A referendum on Musk and Trump
The progressive candidate Trump is attacking, Susan Crawford, has received support from Democrats, who have also turned the judicial elections into a kind of test of the discursive strategy to follow to win back voters. In this case, the court election has been posed as a referendum on Musk and Trump. "I have to speak for just a minute or two about my opponent: Elon Musk," Crawford said at a rally in Kenosha. The phrase has basically become the leitmotiv of his campaign and is the new message that other Democrats, such as Bernie Sanders and Alexandria Ocasio-Cortez, are launching to create a new flank from which to combat Trump: focusing on the idea of oligarchy.
Just this Monday, the Vermont senator pointed out the Musk check scandal. "So, this is the state of American democracy. The richest man in the world is handing out million-dollar checks to win a seat on the Wisconsin Supreme Court and elect a judge who opposes abortion rights."", Sanders wrote in X, where he shared the image of the billionaire with the giant heel during Sunday's event.

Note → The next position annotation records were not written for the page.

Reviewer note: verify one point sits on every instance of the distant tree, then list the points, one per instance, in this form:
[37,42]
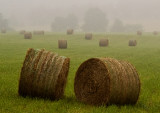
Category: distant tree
[71,21]
[95,20]
[117,26]
[63,23]
[133,27]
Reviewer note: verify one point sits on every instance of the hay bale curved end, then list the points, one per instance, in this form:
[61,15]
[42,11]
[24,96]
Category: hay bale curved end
[88,36]
[62,44]
[70,31]
[139,33]
[105,81]
[103,42]
[27,35]
[132,43]
[44,74]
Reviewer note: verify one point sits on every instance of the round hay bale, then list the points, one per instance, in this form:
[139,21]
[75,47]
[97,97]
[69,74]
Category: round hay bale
[22,32]
[44,74]
[139,33]
[105,81]
[103,42]
[27,35]
[3,31]
[88,36]
[155,33]
[70,31]
[38,32]
[62,44]
[132,43]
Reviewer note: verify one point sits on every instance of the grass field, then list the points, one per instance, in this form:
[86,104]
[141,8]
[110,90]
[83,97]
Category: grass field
[145,57]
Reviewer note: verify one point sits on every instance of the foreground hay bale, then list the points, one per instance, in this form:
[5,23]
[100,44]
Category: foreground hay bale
[103,42]
[44,74]
[27,35]
[88,36]
[22,32]
[62,44]
[105,81]
[38,32]
[155,33]
[132,43]
[3,31]
[70,31]
[139,33]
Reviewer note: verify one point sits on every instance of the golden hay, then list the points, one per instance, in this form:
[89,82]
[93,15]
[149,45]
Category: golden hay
[62,44]
[38,32]
[27,35]
[88,36]
[139,33]
[103,42]
[106,81]
[70,31]
[132,43]
[44,74]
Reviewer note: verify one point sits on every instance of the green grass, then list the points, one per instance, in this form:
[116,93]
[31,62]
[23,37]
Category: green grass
[145,57]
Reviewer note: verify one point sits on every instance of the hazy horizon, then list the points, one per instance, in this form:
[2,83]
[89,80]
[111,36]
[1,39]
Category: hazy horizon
[39,14]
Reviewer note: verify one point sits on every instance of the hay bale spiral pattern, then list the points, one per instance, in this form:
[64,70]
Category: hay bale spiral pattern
[44,74]
[105,81]
[62,44]
[27,35]
[103,42]
[88,36]
[132,43]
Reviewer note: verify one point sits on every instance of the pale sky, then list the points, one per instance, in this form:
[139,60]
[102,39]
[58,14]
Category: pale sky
[41,13]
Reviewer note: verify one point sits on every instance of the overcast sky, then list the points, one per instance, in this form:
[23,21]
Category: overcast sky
[40,13]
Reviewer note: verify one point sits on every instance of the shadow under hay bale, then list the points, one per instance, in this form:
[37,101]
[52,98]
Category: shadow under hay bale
[62,44]
[155,33]
[88,36]
[38,32]
[3,31]
[106,81]
[70,31]
[132,43]
[103,42]
[27,35]
[44,74]
[22,32]
[139,33]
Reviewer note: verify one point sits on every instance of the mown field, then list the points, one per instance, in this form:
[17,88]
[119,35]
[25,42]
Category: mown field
[145,57]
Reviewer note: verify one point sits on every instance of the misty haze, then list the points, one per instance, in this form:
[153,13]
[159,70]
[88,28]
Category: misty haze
[40,14]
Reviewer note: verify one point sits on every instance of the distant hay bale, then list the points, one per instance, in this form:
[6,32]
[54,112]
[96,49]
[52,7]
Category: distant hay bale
[105,81]
[44,74]
[88,36]
[132,43]
[103,42]
[22,32]
[70,31]
[139,33]
[27,35]
[62,44]
[155,33]
[38,32]
[3,31]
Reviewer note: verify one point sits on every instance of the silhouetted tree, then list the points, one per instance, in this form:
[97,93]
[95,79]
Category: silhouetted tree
[63,23]
[95,20]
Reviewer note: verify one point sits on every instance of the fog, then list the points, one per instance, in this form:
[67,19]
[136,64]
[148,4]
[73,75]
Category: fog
[39,14]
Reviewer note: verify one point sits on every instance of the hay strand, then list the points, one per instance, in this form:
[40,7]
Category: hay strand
[105,81]
[103,42]
[88,36]
[62,44]
[44,74]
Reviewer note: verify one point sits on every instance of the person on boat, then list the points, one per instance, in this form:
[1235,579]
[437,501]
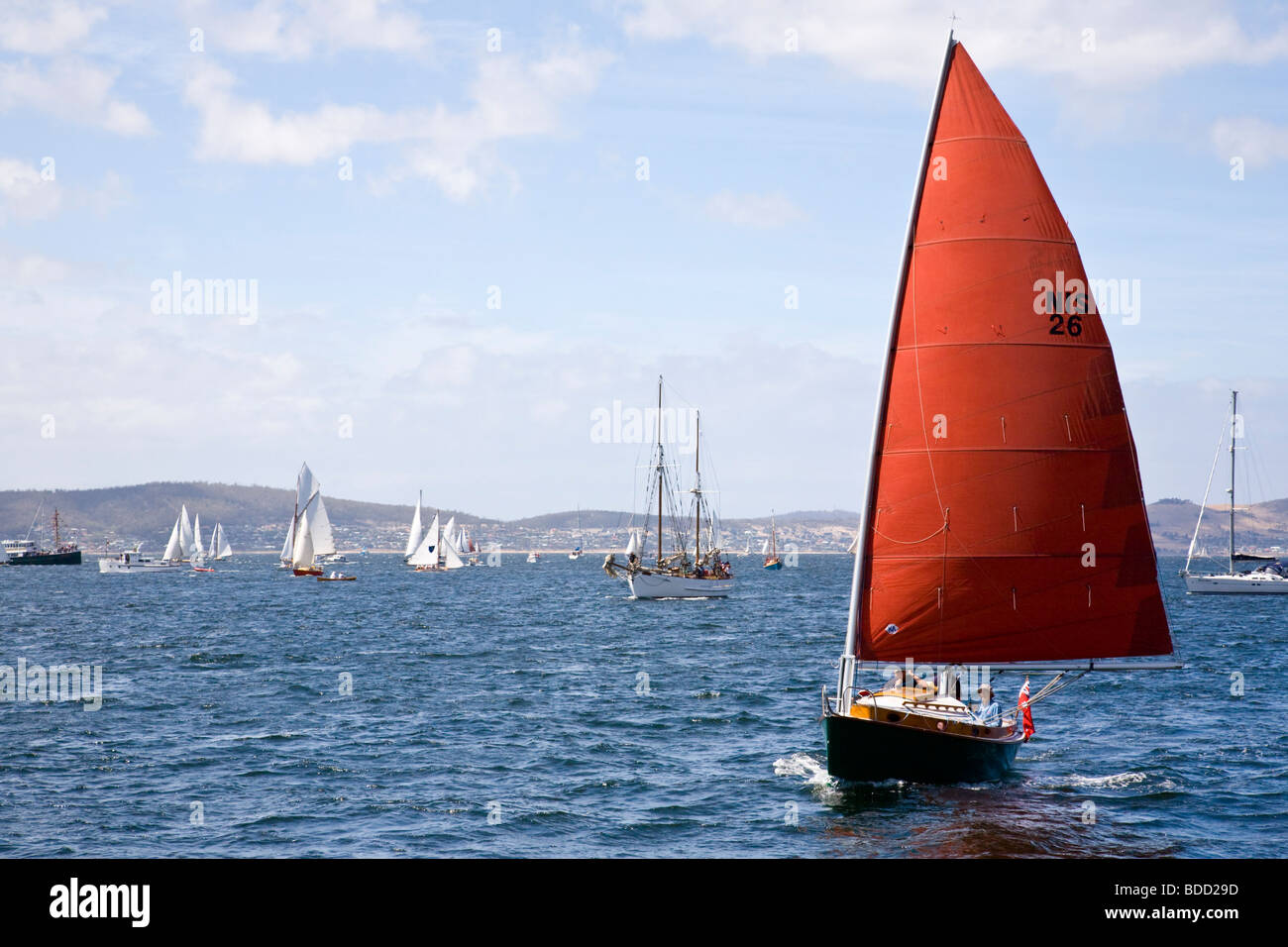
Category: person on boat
[988,712]
[905,681]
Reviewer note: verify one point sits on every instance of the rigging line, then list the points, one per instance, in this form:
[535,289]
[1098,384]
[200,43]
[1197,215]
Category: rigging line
[1206,491]
[921,402]
[911,543]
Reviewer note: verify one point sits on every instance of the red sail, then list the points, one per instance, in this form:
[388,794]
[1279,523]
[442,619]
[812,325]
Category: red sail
[1005,517]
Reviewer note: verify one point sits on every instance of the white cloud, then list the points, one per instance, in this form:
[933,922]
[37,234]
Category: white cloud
[752,210]
[903,43]
[455,150]
[297,29]
[245,132]
[46,27]
[25,195]
[1256,141]
[509,99]
[73,90]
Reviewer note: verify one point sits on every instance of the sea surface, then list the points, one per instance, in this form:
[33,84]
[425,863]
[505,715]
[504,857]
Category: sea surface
[536,710]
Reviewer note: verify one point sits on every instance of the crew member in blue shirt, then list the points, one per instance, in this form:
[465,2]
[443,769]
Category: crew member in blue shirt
[988,712]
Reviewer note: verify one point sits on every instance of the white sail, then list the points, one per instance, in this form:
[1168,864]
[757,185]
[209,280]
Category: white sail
[303,554]
[321,527]
[224,549]
[416,530]
[184,531]
[451,558]
[305,488]
[426,553]
[172,551]
[288,547]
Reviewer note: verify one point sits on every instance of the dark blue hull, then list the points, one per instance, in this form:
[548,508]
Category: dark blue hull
[871,751]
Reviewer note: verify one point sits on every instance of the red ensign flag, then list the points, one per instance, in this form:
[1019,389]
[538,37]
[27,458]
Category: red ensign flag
[1022,709]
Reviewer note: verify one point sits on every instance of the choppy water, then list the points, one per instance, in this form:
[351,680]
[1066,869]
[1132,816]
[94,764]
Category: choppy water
[502,711]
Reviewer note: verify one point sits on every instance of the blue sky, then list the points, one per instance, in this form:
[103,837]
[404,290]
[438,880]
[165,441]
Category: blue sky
[516,167]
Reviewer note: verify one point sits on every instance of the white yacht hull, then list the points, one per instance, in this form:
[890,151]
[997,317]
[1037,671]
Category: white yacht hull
[112,566]
[644,585]
[1245,583]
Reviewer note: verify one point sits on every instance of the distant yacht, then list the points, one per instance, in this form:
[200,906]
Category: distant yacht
[706,575]
[772,561]
[308,538]
[178,553]
[1267,579]
[219,548]
[576,553]
[179,548]
[136,562]
[436,552]
[416,531]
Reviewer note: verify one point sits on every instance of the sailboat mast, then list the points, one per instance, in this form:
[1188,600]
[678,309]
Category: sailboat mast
[697,493]
[845,678]
[1234,428]
[658,470]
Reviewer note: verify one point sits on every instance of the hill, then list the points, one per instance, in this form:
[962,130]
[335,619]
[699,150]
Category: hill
[256,519]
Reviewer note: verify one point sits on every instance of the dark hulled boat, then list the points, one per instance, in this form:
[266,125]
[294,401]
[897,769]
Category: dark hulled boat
[25,552]
[1005,526]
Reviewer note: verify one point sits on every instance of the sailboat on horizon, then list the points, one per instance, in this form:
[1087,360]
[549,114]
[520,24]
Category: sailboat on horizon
[1004,528]
[576,553]
[309,541]
[674,575]
[436,551]
[1265,579]
[219,547]
[771,552]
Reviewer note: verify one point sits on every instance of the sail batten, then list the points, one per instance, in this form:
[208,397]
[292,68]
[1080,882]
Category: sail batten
[1005,519]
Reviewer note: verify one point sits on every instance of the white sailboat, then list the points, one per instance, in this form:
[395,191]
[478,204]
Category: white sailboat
[180,539]
[416,531]
[323,543]
[308,539]
[426,554]
[576,553]
[437,552]
[219,547]
[1266,579]
[303,557]
[172,560]
[674,575]
[197,556]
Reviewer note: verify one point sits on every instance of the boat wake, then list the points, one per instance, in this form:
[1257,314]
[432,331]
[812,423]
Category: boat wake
[1113,781]
[805,768]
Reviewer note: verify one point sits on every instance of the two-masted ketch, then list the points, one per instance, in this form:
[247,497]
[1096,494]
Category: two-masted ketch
[1266,579]
[309,543]
[1005,526]
[684,573]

A possible violation of electoral law
The controversy over the money Musk has given voters dates back to a post he made last Thursday in which he announced the delivery of the checks in question. In the post, he explicitly stated that he would give the $1 million "as a thank you for turning out to vote." Wisconsin election law prohibits and makes it a crime to offer, give, or promise anything of value (or money) to influence voting.
Shortly after the controversy broke, Musk deleted the tweet and republished a revised version. In the post, he said that entry to the rally would be limited to those who had signed a petition against the "activist" judges and that he would deliver the checks to "two spokespersons for the petition."
Attorney General Josh Kaul on Friday asked the circuit court to issue an emergency injunction to prevent Musk from making the payments, which he called a "blatant attempt to violate" Wisconsin's anti-bribery statute.
They also questioned Musk's political action committee, America First, a proposal to pay $100 to any registered Wisconsin voter who signed a petition expressing opposition to "activist judges" or forwarded it to someone who did. Earlier this week, the group announced it had given $1 million to a Green Bay man to act as a "spokesperson to sign our Petition Opposing Activist Judges."